I spend a lot of time thinking about bringing feed reading to a wider audience. A sobering statistic is that the overwhelming majority of web users, upwards of 95%, have no knowledge of the technology or how it can help them stay on top of content they're interested in.

One of the larger obstacles to adoption has been the lack of a consistent, user friendly mechanism for identifying and subscribing to feeds on the web. A widely adopted auto-discovery markup convention and browser integration have improved the experience dramatically. Publishers now have a mechanism by which they can provide the user with notification that feeds are available. However, in practice, current implementations can give confusing results. This is due largely to the LINK tag convention suffering from the classic invisible metadata problem: data that is out of sight easily falls into disrepair. Broken links, duplicate feeds, and invalid or poorly written titles are common in LINK tags and lead to ambiguous results like this:

There are two distinct feeds associated with this web page, and no good way to differentiate them using the metadata provided in the LINK tags. This is inconvenient for the advanced user and downright confusing for the novice.

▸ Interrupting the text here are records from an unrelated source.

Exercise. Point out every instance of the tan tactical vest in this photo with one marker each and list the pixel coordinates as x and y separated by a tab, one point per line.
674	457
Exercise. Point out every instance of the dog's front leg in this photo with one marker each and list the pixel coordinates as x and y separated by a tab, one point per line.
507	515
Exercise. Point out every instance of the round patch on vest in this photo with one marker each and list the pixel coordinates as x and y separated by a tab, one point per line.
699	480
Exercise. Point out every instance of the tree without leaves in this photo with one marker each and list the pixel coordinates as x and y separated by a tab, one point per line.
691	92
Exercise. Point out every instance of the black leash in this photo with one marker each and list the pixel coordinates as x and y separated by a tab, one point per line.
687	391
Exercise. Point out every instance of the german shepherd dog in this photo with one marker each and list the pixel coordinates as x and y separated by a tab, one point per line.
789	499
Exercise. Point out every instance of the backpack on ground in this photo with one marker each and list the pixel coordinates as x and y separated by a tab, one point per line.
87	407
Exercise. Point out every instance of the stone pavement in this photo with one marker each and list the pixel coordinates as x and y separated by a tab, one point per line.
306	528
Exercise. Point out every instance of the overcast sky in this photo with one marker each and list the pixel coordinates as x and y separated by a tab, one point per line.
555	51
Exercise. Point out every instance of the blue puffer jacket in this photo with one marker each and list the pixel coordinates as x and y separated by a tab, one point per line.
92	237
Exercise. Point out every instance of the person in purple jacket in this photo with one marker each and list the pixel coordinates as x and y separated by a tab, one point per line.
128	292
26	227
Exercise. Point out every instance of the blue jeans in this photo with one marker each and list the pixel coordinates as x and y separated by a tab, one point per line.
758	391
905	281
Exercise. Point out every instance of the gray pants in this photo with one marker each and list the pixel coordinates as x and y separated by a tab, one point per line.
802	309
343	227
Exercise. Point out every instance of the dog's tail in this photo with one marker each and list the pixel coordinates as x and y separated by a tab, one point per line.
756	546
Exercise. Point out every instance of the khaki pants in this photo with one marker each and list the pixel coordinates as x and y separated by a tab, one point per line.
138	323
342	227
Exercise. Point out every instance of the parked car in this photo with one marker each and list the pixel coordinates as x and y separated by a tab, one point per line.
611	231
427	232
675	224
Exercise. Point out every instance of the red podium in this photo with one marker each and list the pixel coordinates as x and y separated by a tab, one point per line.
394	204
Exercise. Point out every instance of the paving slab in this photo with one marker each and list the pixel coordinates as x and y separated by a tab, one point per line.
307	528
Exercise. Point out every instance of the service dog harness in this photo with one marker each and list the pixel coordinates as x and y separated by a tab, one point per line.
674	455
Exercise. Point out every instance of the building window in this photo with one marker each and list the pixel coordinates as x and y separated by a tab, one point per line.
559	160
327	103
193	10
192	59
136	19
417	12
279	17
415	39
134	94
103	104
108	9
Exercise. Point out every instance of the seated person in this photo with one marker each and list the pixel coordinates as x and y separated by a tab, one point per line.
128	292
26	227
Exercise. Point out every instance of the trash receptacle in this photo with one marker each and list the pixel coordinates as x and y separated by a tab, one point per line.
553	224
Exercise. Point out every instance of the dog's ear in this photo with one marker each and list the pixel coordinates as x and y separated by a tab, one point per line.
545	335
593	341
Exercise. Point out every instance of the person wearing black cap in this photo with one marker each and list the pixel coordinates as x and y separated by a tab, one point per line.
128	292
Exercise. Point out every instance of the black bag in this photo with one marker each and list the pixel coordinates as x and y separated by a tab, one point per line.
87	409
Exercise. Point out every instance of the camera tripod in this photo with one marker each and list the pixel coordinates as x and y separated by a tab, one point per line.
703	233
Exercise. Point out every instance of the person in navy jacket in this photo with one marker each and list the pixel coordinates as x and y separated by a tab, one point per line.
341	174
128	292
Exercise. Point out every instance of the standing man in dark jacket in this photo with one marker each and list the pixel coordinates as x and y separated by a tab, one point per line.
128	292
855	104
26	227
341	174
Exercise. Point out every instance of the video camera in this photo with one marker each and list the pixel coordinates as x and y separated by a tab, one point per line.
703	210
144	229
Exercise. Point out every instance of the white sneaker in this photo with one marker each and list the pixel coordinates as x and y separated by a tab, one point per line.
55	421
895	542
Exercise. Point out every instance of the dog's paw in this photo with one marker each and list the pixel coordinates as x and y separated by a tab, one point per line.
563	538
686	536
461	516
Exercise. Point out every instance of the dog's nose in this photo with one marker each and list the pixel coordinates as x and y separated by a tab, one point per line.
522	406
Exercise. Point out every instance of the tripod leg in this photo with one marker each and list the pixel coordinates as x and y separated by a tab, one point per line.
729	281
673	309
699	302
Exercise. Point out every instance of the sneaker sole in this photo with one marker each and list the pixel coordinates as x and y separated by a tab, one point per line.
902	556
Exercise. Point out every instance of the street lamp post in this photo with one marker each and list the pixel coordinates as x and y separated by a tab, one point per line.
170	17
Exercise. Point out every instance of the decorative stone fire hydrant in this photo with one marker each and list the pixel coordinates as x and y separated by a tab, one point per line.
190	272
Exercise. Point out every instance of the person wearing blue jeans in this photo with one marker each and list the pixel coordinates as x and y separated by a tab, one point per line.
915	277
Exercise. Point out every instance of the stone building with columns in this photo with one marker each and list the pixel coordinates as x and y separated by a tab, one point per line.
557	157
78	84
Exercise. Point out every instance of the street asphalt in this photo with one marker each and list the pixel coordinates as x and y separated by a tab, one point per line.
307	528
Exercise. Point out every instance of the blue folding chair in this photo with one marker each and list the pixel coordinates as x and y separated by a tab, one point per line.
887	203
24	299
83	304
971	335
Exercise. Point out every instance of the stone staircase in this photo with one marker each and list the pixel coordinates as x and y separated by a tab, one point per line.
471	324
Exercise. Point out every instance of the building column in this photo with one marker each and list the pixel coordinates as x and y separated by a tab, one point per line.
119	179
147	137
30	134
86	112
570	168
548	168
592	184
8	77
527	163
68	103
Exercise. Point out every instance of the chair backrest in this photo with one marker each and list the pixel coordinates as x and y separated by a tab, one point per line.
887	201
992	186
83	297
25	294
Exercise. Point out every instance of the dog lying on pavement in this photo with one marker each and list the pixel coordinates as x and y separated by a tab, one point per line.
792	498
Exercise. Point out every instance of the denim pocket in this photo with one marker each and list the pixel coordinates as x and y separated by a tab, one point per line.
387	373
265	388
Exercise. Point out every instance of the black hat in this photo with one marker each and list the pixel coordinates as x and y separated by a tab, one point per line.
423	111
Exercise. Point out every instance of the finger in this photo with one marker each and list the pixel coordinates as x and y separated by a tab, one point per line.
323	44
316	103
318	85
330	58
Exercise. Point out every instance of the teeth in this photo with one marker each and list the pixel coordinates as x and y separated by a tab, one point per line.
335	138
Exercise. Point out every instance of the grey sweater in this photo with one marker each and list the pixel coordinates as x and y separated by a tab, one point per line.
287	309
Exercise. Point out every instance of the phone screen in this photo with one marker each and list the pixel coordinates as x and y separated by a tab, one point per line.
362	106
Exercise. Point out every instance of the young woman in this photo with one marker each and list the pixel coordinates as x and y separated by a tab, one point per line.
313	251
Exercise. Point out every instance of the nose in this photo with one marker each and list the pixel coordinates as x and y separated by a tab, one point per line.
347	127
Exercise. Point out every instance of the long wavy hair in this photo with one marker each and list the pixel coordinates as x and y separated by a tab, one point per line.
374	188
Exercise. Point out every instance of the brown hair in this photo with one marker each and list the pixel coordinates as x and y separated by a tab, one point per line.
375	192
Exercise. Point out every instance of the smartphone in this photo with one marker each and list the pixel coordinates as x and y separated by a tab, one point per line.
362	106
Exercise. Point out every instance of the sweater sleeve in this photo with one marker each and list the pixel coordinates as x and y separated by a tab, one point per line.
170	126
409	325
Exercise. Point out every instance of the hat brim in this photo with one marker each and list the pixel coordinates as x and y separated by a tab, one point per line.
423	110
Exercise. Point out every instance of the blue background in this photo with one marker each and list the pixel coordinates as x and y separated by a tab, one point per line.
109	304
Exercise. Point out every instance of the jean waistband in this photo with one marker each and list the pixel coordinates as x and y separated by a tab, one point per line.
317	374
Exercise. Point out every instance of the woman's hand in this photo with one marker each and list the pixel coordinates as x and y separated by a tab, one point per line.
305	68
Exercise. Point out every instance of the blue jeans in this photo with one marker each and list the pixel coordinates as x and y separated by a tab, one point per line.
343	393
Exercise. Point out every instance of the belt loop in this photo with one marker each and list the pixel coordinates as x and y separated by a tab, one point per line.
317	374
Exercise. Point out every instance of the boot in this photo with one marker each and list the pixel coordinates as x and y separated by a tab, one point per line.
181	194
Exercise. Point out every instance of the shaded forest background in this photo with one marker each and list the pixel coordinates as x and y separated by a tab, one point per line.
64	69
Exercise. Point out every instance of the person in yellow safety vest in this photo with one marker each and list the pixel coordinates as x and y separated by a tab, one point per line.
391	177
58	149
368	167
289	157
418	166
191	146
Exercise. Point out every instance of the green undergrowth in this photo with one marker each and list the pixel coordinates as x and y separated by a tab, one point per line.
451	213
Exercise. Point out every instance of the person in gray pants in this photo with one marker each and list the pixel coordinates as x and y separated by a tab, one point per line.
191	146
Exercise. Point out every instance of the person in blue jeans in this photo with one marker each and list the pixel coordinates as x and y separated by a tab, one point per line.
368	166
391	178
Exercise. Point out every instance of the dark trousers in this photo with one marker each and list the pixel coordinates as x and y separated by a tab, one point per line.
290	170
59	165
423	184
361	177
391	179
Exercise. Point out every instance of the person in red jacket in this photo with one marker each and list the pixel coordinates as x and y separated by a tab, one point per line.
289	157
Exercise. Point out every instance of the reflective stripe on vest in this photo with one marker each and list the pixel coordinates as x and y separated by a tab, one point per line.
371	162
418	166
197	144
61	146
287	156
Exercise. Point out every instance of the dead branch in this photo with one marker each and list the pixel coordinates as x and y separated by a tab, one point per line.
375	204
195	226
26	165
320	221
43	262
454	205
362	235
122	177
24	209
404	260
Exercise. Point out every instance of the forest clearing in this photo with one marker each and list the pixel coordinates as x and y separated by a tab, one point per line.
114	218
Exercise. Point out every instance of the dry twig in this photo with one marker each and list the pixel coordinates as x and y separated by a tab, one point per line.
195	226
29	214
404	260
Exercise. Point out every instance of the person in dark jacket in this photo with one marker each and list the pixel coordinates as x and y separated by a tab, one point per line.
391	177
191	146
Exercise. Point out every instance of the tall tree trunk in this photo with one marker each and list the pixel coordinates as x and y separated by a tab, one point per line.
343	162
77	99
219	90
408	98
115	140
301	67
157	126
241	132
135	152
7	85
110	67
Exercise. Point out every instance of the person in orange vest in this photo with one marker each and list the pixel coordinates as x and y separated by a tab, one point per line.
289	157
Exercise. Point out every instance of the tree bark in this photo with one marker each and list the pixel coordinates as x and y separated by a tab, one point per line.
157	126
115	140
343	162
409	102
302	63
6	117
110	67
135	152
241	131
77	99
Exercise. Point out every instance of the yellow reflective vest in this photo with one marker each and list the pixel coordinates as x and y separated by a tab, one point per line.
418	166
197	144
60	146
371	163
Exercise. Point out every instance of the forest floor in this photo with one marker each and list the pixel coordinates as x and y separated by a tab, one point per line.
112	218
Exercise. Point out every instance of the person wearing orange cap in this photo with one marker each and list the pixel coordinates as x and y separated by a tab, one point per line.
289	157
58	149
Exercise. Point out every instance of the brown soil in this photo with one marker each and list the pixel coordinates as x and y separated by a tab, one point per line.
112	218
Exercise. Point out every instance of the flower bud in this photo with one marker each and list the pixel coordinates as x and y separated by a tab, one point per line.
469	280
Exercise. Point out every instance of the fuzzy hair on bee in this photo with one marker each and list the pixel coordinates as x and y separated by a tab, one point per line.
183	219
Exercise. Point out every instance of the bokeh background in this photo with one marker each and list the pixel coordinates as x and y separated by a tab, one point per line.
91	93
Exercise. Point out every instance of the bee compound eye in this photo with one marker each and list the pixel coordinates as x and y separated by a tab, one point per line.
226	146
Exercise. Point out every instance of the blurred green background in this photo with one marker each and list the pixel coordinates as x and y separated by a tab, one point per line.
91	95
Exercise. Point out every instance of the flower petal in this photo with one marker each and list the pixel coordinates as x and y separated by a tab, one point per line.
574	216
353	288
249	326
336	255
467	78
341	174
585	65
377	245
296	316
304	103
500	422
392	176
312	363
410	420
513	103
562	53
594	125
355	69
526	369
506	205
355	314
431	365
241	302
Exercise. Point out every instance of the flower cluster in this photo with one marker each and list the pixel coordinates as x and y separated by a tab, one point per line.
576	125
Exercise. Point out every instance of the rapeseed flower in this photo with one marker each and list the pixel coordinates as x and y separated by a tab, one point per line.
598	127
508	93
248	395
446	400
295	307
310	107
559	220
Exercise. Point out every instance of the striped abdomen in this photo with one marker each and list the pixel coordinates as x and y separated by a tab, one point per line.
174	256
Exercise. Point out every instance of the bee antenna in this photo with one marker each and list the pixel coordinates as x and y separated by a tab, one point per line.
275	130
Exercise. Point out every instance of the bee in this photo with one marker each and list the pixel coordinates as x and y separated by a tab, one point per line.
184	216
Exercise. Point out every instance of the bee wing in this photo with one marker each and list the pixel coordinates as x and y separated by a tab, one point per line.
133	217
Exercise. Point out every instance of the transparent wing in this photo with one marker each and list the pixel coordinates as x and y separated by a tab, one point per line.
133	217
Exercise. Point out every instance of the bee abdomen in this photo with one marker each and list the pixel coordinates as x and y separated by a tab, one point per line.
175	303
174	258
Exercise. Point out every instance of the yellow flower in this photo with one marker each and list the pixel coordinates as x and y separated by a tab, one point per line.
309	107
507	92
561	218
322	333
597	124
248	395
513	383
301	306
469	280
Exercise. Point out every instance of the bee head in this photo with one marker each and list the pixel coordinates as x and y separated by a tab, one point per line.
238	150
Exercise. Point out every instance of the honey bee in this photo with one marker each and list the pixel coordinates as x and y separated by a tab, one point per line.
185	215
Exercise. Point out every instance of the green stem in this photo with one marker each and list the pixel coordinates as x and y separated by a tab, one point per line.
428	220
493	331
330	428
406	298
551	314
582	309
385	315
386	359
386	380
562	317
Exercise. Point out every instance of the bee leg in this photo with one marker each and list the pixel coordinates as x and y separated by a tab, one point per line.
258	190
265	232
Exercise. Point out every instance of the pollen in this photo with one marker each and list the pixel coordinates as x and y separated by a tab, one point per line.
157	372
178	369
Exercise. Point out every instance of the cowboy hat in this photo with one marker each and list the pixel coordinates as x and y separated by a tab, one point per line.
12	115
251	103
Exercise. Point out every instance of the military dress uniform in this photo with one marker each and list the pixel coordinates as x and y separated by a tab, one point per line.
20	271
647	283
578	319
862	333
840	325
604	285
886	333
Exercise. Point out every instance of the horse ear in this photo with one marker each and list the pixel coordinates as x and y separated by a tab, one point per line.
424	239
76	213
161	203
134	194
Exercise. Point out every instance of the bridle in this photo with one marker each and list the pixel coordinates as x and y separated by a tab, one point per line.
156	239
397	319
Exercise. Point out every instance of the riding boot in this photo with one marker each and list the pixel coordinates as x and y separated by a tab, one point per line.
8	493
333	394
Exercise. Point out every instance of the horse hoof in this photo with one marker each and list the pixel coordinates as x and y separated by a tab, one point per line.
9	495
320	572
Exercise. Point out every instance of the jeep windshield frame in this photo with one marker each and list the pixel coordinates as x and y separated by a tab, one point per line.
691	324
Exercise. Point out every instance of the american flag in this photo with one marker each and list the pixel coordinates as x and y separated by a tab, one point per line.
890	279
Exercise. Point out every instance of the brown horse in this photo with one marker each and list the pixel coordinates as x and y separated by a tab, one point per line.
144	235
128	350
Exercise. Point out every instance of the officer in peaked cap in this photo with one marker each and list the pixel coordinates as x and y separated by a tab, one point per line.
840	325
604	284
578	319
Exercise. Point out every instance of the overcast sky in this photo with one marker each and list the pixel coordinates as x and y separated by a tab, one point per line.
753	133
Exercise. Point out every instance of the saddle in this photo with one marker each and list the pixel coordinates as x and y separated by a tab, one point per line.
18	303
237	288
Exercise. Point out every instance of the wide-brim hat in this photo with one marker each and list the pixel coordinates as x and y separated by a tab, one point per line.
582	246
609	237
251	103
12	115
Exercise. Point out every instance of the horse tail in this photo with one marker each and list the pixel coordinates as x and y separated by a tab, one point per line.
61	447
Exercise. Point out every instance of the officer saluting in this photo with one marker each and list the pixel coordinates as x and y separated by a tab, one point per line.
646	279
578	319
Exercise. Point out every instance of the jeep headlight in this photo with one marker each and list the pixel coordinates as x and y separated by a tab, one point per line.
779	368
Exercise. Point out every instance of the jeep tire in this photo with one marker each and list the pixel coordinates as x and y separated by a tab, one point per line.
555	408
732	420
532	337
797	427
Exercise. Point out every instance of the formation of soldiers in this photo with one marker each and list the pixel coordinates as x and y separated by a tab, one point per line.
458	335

Flock attempts to improve this situation by fetching and parsing feeds mentioned in LINK tags in the background as you browse. This lets us validate the feeds, get authoritative rather than secondhand metadata, and gives us the opportunity to use more advanced deduping techniques to provide the user with a more relevant selection:

The end result is a more consistent feed subscription experience on the wild, wild web.

July 31, 2006 @ 9:00 PM | Permalink | Category: Technology | Comments (1)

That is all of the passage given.